The July 10 Nova Scotia Court of Appeal decision in R. v. Clyke, 2024 NSCA 66, revolves around Christian Clyke who in 2019 was found guilty of murder.
Right off the top, the appeal court notes that Clyke “is schizophrenic and has had periods of profound dysregulation which have waxed and waned depending on the treatment received from time to time.”
It was in May 2019 that Clyke was convicted of second-degree murder and handed life in prison with no chance of parole for 12 years. While behind bars, Clyke decided to appeal his conviction and retained a lawyer different from the one he had at trial.
During that appeal, Clyke argued two points: His conviction was a miscarriage of justice due to “the ineffective assistance of trial counsel,” and his right “to make a full answer and defence” had been breached due to the Crown’s failure to disclose the recording of a statement Clyke had given police.
But then things went sideways.
Clyke fired his appeal lawyer after the latter did not obtain a transcript from a civil case Clyke insisted would “invalidate his murder conviction.” Clyke then had prison staff fax a letter to the court saying he was discontinuing his appeal.

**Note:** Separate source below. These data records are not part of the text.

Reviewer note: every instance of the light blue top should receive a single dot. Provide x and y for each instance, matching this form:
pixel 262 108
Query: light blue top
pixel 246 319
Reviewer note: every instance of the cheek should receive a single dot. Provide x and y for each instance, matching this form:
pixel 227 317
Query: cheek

The court, however, told Clyke to attend the scheduled appeal hearing and appointed his fired appeal lawyer as amicus curiae (an impartial lawyer brought in to represent a position of interest).
That hearing took place on June 22, 2022, during which Clyke said he would continue his appeal and introduce fresh evidence relating to the allegation of ineffective counsel. This matter was heard first and included testimony from two expert witnesses who spoke to Clyke’s motion.
Clyke also took the stand. But during cross-examination, he became “upset” and again stated that he wanted to discontinue his appeal. The presiding judges offered him the chance to get legal advice, but Clyke insisted that his appeal end.
Thus, the court dismissed the appeal days later, on June 29, 2022.
But around five weeks later, Clyke, his mental state continuing to deteriorate, called his former appeal lawyer and asked that his appeal be reactivated.
That brought things to where they are now.
At this latest appeal, the Crown argued that reopening an appeal “should be permitted only in the most clear and compelling of cases,” and that the court should make Clyke “establish a ‘clear and compelling’ case” to justify its re-opining.
The Crown further argued that Clyke “fully understood the ramifications of abandoning the appeal mid-hearing,” that there was a lack of expert evidence demonstrating that he was delusional “or otherwise unable to make decisions regarding the conduct of his appeal” and that the June 22 appeal had been “disposed of ‘on the merits.’”
Clyke, on the other hand, argued that his appeal was not resolved on the merits, but was discontinued solely on his request that it end.
Appeal court Justice Cindy Bourgeois, with Justices Joel Fichaud and Carole Beaton in agreement, ruled in favour of Clyke, finding that the “order of dismissal previously issued in this matter was not based on the merits of the appeal,”
“The evidence presented on the motion demonstrates the hearing of the appeal was cut short by Mr. Clyke’s insistence on discontinuing it,” writes Justice Bourgeois. “The motion for fresh evidence had not concluded, nor had the hearing of argument on the merits commenced. The order clearly noted it was made due to ‘the appellant advising the Court that he wished to abandon his appeal.’”
Justice Bourgeois also pointed to there being “arguable merit to the assertion Mr. Clyke did not receive effective representation from his trial counsel,” that the charge against Clyke is “extremely serious” and that he made his decision to abandon his appeal “when he was emotionally upset and without the benefit of legal counsel.”
When asked for comment on the ruling, Rob Currie, a professor with Dalhousie University’s Schulich School of Law, said the court “is very concerned that the application to re-open the appeal both is fair and is seen to be fair.”
He said other courts should heed the ruling.
“The Court is not there to be a ‘caretaker’ of mentally ill people, but it definitely has a responsibility to make sure that Court procedures are applied sensitively, contextually and with an eye to fairness and avoiding a wrongful conviction. As the Court says, it would take an extraordinary case, but this does seem to be one. I think it is the kind of decision-making that other courts should model.”
Currie said the appeal court’s findings all come back to the mental health component.
“It is important that people with mental illnesses not have their own autonomy and decision-making undermined, and the Court is conscious of this and careful. But they can also see quite clearly, on the evidence before them, that in a sense Mr. Clyke needed to be protected from himself, because he was making bad decisions about what he should do, based on what the Court thinks is a delusion, and appears incapable of consistently making good decisions.”
Currie applauded the appeal court “for being sensitive to [Clyke’s] personal autonomy while at the same time making sure that the ‘ordinary’ operation of the justice system does not oppress someone who lives with extraordinary circumstances.”
Malcolm Jeffcock, Clyke’s lawyer for this latest appeal, was unavailable for comment. The Crown, Mark Scott, declined comment due to the case still being before the courts.